The OECD's latest forecast for the UK economy, released today, shows the economy returning to mild recession in early 2012. The Bank of England sounded an equally gloomy note in its most recent update, and the government's arms-length forecasting unit, the OBR, will doubtless do the same when it publishes its latest update this week, to coincide with the Autumn (formerly Pre-budget) Statement.
The excellent Chris Dillow wrote an interesting piece on his blog recently about why politicians are always so anxious to keep the economy expanding. One of the reasons he gave was that rising GDP makes it easier to meet more of the competing demands of various segments of the population. When GDP isn't rising, or worse, when it's actually falling, politicians face unpleasant choices about which demands get met, and those who are passed over tend to get nasty.
Chris Dillow's analysis, together with the OECD's downbeat forecast, offers a useful framework for looking at the two big events in the UK this week: Chancellor George Osborne's Autumn Statement tomorrow -- in truth, a budget in everything but name -- and the mass walkout of public sector unions on Wednesday, in protest against planned changes to their retirement pensions.
The old British tradition of budget secrecy is long gone. There have been so many pre-announcements and heavy hints that there are likely to be few big surprises in Osborne's statement. There will be some focus on getting the economy moving, via a plan to boost bank lending to medium-sized businesses and a fresh commitment to infrastructure spending, though it's not clear how much of this will be truly new. There will also be a sop to the "squeezed middle", with a planned increase in fuel duties scheduled for early 2012 to be scrapped, and rail fare increases capped.
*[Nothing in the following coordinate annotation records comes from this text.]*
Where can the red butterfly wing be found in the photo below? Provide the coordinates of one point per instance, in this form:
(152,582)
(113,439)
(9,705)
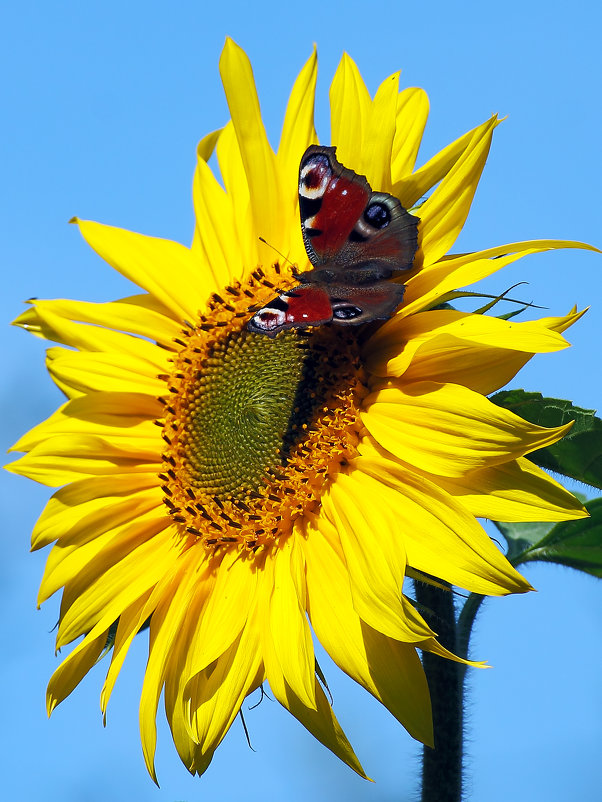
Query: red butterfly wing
(303,306)
(346,225)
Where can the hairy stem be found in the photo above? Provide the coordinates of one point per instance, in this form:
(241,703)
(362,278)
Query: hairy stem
(442,766)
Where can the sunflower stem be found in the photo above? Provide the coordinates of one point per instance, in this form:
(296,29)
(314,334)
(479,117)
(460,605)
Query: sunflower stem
(442,766)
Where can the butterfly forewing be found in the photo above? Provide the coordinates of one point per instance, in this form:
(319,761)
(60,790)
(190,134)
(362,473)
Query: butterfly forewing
(355,238)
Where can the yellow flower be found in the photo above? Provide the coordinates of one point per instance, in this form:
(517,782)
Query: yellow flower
(233,489)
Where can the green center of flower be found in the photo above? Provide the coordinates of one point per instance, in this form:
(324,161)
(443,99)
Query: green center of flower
(256,427)
(243,410)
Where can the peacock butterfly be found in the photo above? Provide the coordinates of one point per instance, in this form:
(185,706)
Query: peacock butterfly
(355,239)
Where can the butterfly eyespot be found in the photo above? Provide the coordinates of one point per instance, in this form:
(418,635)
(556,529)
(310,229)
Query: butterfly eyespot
(377,215)
(346,312)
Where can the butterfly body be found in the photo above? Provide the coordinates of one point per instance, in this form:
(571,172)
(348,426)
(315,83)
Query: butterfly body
(355,239)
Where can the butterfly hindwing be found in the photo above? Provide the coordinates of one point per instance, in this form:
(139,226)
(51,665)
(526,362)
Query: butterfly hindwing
(356,239)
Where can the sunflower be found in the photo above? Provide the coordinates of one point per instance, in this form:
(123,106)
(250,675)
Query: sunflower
(229,489)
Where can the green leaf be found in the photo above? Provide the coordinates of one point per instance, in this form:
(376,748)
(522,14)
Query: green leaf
(576,544)
(579,453)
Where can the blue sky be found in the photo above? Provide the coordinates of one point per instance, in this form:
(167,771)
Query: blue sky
(103,105)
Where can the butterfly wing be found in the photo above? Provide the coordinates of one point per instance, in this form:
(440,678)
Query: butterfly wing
(315,304)
(345,225)
(303,306)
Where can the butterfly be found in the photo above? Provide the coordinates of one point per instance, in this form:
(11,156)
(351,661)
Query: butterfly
(356,239)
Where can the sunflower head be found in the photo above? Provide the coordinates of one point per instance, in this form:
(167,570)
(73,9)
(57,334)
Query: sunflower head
(232,488)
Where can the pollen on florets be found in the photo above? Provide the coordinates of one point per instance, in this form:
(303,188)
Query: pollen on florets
(255,427)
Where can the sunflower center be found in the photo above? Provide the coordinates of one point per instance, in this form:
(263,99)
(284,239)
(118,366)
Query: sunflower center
(242,410)
(256,427)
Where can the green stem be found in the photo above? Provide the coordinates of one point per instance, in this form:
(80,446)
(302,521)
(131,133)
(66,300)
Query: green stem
(442,766)
(465,623)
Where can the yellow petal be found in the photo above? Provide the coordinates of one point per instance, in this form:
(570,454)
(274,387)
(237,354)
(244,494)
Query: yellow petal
(440,537)
(514,491)
(320,720)
(447,429)
(92,505)
(70,458)
(176,594)
(388,669)
(83,372)
(223,616)
(349,108)
(291,636)
(97,339)
(214,697)
(124,419)
(74,668)
(444,213)
(380,132)
(267,206)
(429,284)
(473,350)
(215,227)
(128,315)
(412,187)
(243,236)
(130,622)
(375,559)
(412,114)
(95,599)
(298,131)
(165,269)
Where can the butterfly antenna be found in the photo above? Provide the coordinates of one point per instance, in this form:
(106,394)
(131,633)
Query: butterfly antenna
(286,259)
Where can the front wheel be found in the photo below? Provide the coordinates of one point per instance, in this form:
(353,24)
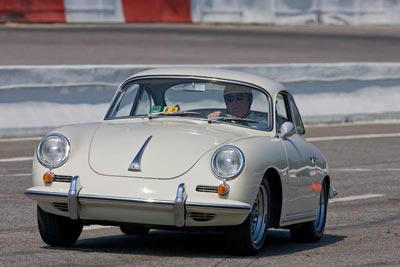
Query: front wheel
(58,230)
(248,237)
(313,231)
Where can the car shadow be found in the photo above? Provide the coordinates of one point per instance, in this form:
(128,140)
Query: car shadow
(190,244)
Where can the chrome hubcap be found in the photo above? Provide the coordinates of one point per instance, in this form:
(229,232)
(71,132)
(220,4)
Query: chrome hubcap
(319,221)
(259,217)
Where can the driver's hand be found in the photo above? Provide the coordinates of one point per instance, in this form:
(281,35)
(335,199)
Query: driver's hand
(214,114)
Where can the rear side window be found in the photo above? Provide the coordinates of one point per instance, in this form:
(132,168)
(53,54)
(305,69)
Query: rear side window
(297,118)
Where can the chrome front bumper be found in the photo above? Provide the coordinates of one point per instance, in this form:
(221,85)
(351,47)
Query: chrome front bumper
(179,205)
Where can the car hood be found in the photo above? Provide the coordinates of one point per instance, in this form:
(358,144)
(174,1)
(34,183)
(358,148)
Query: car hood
(174,147)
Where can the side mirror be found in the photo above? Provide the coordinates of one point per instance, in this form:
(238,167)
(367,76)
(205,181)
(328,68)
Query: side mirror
(286,130)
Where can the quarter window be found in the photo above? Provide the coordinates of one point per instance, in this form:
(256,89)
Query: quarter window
(297,118)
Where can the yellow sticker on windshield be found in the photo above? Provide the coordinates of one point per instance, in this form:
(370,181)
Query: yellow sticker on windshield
(171,109)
Remarkably, it's likely that this will be paid for by scaling back the inflation adjustment of social benefits that normally takes place each April -- though there's every possibility that payments to the elderly will be exempt from this.
Notice any common theme here? The "squeezed middle"; cash-strapped entrepreneurs; the elderly. Tory voters all. It looks as if Osborne's response to the prospect of a shrinking GDP pie is to ensure that his natural constituency continues to get its share.
The public sector unions seem to be thinking on the same lines. They have been unable to prevent significant job losses over the past year, with the prospect of more to come. However, the likely scale of Wednesday's strike -- a walkout of more than two million people, the biggest since the General Strike of 1926 -- indicates that they are not prepared to give up one of their most prized possessions, the so-called "gold plated" pensions of their members, without a fight. The (largely true) argument that these pensions will be paid for by taxpayers who themselves enjoy much less generous pension schemes is simply brushed off by the union leaders. If the pie is shrinking, they intend to fight to hold onto their members' share.
Not much "Big Society" thinking here, either by Osborne of the unions, is there? Mind you, it has been some time since that vacuous term had much of an airing. More on all of this as the week progresses.